By Matt Henslee
I read where the late D.L. Moody had made a covenant with the Lord to witness for Christ to at least one person every day. One night, sometime around ten o’clock, he realized he’d failed to witness that day. Moody rushed out of the house, resolved to declare the good news to the first person he saw.
As the story goes, he met a man leaning against a lamppost and asked him, “Are you a Christian?” The man flew into a violent rage and threatened to knock Moody into the gutter. Further, he complained to one of Moody’s elders that the evangelist was “doing more harm in Chicago than ten men were doing good.”
Three months later, Moody was awakened by a knock on the door. It was the man who had threatened him. I don’t know what went through Moody’s mind as he opened the door, but I suspect the words, “I want to talk to you about my soul,” were not what he anticipated.
Moody led that man to Christ, and he began serving the Lord.
That man went from threatening to knock Moody into the gutter and complaining about his zealous witnessing efforts to becoming a Christian. What a change wrought by the grace of God! It’s a change that gives me an extra pep in my step on my witnessing endeavors.
Recently, I preached on the Parable of the Sower in Mark 4:1-20. As I was studying, I was convicted at how often I view my witnessing endeavors through the lens of good or bad soils and assume those soils are static. If the people I’m witnessing to reject the Word, they’re bad soil. If they accept the Word, they’re good soil.
Perhaps. But it isn’t my call to judge soils. The Lord calls us to spread the seed of His Word as we go, trusting Him with the growth. Only God knows the conditions of the soils and the souls we meet. We’re simply called to sow.
We might attempt to sow a seed in someone’s heart only to be rejected or even threatened with violence. Maybe we’ll get a seemingly sincere response only to discover later that the person immediately walked away from what he or she professed. And of course, we might not witness any apparent fruit at all from our sowing.
We’ll encounter a lot of reactions as we share the gospel. Perhaps more often than not, a large percentage of our efforts will feel as if we’re sowing among “bad soil.” So are we wasting our time?
Absolutely not. Evangelism isn’t necessarily a one-and-done effort.

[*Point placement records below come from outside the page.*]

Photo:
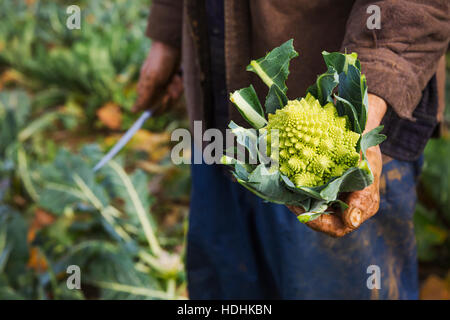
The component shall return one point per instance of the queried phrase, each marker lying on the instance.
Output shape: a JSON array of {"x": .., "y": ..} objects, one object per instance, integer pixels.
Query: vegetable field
[{"x": 65, "y": 99}]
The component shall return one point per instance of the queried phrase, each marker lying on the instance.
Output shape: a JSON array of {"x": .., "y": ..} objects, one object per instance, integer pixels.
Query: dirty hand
[
  {"x": 363, "y": 204},
  {"x": 158, "y": 82}
]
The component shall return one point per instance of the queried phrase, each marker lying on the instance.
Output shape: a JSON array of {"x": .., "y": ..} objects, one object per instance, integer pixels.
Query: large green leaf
[
  {"x": 276, "y": 99},
  {"x": 324, "y": 86},
  {"x": 372, "y": 138}
]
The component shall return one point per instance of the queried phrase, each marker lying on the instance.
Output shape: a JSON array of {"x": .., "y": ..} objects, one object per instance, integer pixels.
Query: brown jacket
[{"x": 398, "y": 59}]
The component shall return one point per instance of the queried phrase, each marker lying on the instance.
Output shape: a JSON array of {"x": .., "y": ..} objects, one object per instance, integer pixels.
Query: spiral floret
[{"x": 315, "y": 144}]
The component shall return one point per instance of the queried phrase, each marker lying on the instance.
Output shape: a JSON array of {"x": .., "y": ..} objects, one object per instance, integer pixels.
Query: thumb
[{"x": 361, "y": 206}]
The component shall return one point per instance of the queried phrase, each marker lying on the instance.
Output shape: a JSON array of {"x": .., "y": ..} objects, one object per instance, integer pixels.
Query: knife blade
[{"x": 124, "y": 139}]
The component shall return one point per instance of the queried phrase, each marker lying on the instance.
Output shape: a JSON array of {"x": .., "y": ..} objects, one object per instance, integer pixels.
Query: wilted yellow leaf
[{"x": 110, "y": 115}]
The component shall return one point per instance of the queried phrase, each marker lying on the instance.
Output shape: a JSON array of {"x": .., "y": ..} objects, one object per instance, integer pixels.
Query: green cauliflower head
[{"x": 314, "y": 143}]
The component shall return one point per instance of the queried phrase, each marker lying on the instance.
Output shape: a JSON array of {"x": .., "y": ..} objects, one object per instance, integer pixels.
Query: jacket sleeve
[
  {"x": 165, "y": 22},
  {"x": 401, "y": 56}
]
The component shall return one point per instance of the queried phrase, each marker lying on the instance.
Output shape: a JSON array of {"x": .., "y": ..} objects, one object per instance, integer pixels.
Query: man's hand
[
  {"x": 158, "y": 82},
  {"x": 363, "y": 204}
]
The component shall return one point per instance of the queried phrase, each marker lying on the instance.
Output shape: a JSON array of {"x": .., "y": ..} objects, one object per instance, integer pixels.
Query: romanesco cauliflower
[{"x": 314, "y": 144}]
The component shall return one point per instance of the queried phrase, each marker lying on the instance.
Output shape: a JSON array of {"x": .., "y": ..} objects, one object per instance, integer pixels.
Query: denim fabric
[{"x": 240, "y": 247}]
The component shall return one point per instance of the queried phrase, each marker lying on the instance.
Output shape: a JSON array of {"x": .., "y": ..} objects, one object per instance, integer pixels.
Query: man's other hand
[
  {"x": 158, "y": 84},
  {"x": 363, "y": 204}
]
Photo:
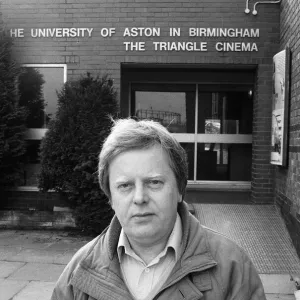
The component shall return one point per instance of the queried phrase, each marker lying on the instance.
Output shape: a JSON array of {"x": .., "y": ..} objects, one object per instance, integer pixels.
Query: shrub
[
  {"x": 12, "y": 118},
  {"x": 70, "y": 149}
]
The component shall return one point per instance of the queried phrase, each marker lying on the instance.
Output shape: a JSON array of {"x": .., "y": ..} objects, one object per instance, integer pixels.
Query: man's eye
[
  {"x": 155, "y": 182},
  {"x": 123, "y": 186}
]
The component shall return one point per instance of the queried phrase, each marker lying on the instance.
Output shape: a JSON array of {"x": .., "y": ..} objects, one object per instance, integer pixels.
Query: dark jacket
[{"x": 211, "y": 267}]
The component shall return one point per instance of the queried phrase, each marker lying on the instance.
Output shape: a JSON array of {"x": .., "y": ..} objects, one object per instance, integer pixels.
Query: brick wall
[
  {"x": 105, "y": 54},
  {"x": 287, "y": 181}
]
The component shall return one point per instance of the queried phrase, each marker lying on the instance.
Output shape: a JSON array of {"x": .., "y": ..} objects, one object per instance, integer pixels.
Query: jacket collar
[{"x": 97, "y": 267}]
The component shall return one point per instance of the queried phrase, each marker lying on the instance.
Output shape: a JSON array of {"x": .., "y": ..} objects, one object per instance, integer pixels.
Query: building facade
[{"x": 204, "y": 69}]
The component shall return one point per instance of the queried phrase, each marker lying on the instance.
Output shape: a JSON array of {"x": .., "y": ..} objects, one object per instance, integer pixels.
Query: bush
[
  {"x": 70, "y": 149},
  {"x": 12, "y": 118}
]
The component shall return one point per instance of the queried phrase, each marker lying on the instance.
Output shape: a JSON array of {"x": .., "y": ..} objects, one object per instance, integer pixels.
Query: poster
[{"x": 280, "y": 105}]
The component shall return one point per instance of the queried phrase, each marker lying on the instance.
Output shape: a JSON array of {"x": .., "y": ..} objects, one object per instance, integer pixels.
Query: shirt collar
[{"x": 174, "y": 242}]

Not only do we know the Lord promises His Word will not return void (Isaiah 55:11), we also know He’s sovereign. He chooses to send us as messengers to carry His Word into the world. God isn’t sending us on a fool’s errand; He’s calling us to be faithful and to place our earnest, prayer-drenched efforts into His saving hands.
Who knows? Maybe that person who flat-out rejected you will give their life to the Lord three years later. Perhaps that seemingly sincere responder will wake up to the real state of their soul three months later. Maybe that initially dismissive hearer of our proclamation will turn from his or her sins and follow Christ in faith three days later. Who knows? God knows!
Maybe we’ll see it; maybe we won’t. We must remember, however, that God uses His Word as the means to save His people. We need only to be faithful to declare it as we go and to trust the results to His sovereign hands.
Paul asks in Romans 10:14, “How, then, can they call on him they have not believed in? And how can they believe without hearing about him? And how can they hear without a preacher?”
Well? Let us commit today and every day to sow a little seed and trust Him with the growth.